Most of that financing (46 percent) is funneled into power generation, a sector where there are cheap alternatives in solar, wind and energy storage. The second largest segment of financing went into residential and commercial uses, such as cooking and heating. Here too, there are clean alternatives. In fact, of the roughly 800 million people who have no access to electricity around the world, natural gas is actually a very “poor solution,” the report said. Connecting rural homes with gas lines is costly and makes little economic sense when distributed renewable energy is much cheaper.
There are sectors where clean alternatives are far behind, such as chemicals, steel and cement production. But rich governments actually provided very little public financing for gas projects in those sectors. The bulk of the financing went to sectors that have clean alternatives at the ready.
Gas more of a “wall”
For years, the natural gas industry and its proponents have positioned gas as a “bridge fuel,” a semi-clean source of energy that could tide the world over until renewable energy was ready to scale. That framing was always questionable, but has more recently fallen apart. Renewable energy is actually cheaper than gas in many parts of the world, and importantly, that equation will increasingly move in favor of renewables and electrification as time goes on.
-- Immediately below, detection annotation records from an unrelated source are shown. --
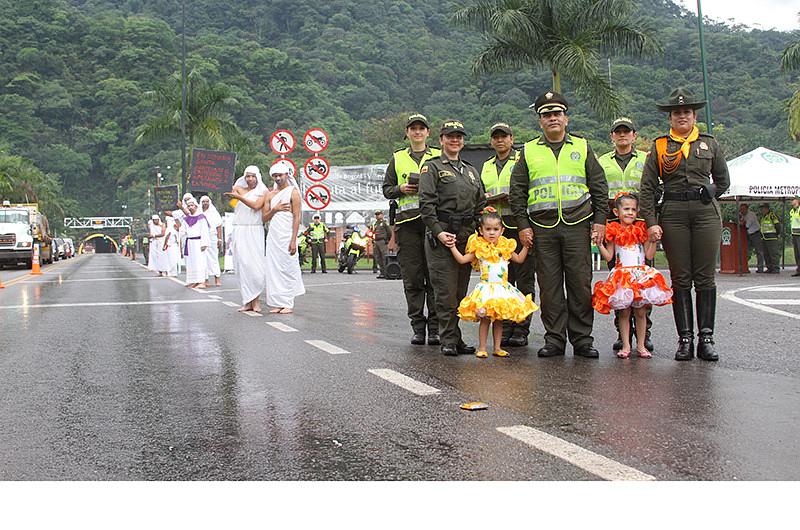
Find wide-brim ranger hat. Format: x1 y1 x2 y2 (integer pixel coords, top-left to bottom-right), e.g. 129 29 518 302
406 112 431 129
656 87 706 112
439 120 467 136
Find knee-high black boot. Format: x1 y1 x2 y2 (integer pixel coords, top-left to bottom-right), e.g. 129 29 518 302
672 289 694 361
695 288 719 361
In addition, the climate clock is in a worse place than it was a few years ago when the “bridge fuel” argument held more sway. The world needs to be reducing fossil fuel production at a rate of 6 percent per year over the next decade in order to hit climate targets, but governments are going in the opposite direction, expanding at a rate of 2 percent per year. Finally, the methane footprint associated with natural gas is increasingly larger than once thought, undercutting the climate rationale for expanding gas even further.
In short, gas is dirty, unneeded and increasingly not competitive. But while renewables often compete favorably relative to gas, there are upfront costs and political barriers to making the switch. IISD pointed to the case of Argentina, which finds itself subsidizing high-cost shale production in the Vaca Muerta, which reinforces dependency on gas. In the past, the U.S. government has provided support for the drilling campaign.
The financing helps to lock in and deepen the current path.
The financing helps to lock in and deepen the current path. The problem is that gas infrastructure – such as LNG export terminals and long-distance gas pipelines – is intended to stay online for a long time, usually several decades. That means that anything built today will likely carry an investment rationale that assumes it will be online through mid-century, a time when many governments say they will hope to achieve something like net-zero emissions.
“Gas starts to look more like a wall than a bridge, impeding rather than enabling the energy transition,” the authors of the IISD report said.
The report comes just a few weeks after the International Energy Agency (IEA) said that no new fossil fuel projects would be needed if the world achieved net-zero emissions by mid-century, as a growing number of countries – and even oil companies – aim to do.
“Countries are in danger of being left behind in the global energy transition, saddled with stranded assets, more expensive energy, dependence on imports, and trading disadvantages,” the authors warned.
The IISD report says that public-financing is an important tool for catalyzing investment, and should be reoriented to help low- and middle-income countries obtain access to and build renewable energy, energy efficiency, and electrification.